The Patriotic Traitor review at Park Theatre, London – ‘clunky and unsubtle’
Fans of Yes Prime Minister, look away now. Co-creator Jonathan Lynn’s first original stage play is an uninspiring and often self-indulgent piece of writing that is too busy ramming exposition and subtext down its audience’s throat to offer anything in the way of real drama.
This is doubly disappointing given that source material, clearly impeccably researched, is rich with potential. The Patriotic Traitor tells the story of the relationship between Charles de Gaulle and his mentor Philippe Pétain, a man who went from national hero to being tried for treason after the Second World War. But the whole thing has been turned into a dewy-eyed soap opera in which both characters regularly tell each other, and then the audience, exactly how they’re feeling,
Laurence Fox at least puts in a decent performance as de Gaulle, tracing the younger man’s journey from stuffy intellectual to famed General with fierce intensity, while wringing comedy from de Gaulle’s pomposity. Tom Conti as Pétain, on the other hand, though nicely bluff, overplays the gimlet-eyed old man act – you keep expecting him to offer de Gaulle a Werther’s Original.

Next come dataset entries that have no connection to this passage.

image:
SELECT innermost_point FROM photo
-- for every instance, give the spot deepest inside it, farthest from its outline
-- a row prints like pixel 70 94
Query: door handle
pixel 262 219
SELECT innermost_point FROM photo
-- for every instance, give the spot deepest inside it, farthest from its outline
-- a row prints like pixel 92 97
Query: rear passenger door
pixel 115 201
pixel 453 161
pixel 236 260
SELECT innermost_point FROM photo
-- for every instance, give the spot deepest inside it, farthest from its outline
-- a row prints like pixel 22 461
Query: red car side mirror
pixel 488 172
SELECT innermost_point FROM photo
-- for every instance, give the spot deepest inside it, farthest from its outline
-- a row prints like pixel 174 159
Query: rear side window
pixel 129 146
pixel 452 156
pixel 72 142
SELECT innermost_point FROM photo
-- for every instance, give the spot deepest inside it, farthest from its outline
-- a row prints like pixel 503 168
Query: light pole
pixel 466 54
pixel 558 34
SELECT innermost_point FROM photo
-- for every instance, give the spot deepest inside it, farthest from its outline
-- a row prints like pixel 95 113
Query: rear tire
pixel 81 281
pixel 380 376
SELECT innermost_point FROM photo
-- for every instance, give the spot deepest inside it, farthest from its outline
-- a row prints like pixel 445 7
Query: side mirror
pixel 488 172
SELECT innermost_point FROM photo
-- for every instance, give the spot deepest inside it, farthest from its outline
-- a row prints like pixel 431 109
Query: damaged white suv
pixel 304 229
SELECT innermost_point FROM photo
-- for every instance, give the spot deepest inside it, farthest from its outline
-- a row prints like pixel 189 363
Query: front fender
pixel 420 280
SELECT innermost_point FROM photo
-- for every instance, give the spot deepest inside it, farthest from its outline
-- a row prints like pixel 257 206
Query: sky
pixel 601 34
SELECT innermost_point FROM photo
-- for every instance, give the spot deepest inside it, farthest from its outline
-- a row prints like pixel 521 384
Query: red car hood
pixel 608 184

He’s not in any way helped by the writing, lumbered with endless reams of narration which only serve to summarise events we have just seen or are about to see. There’s some good material here, particularly the succession of finely-honed, philosophical one-liners that de Gaulle and Pétain deliver as part of their natural conversation, but too often it feels as if Lynn has simply regurgitated a book of famous quotations. As a history lesson, the play just about works, it’s fine. But as a drama, it clunks and creaks.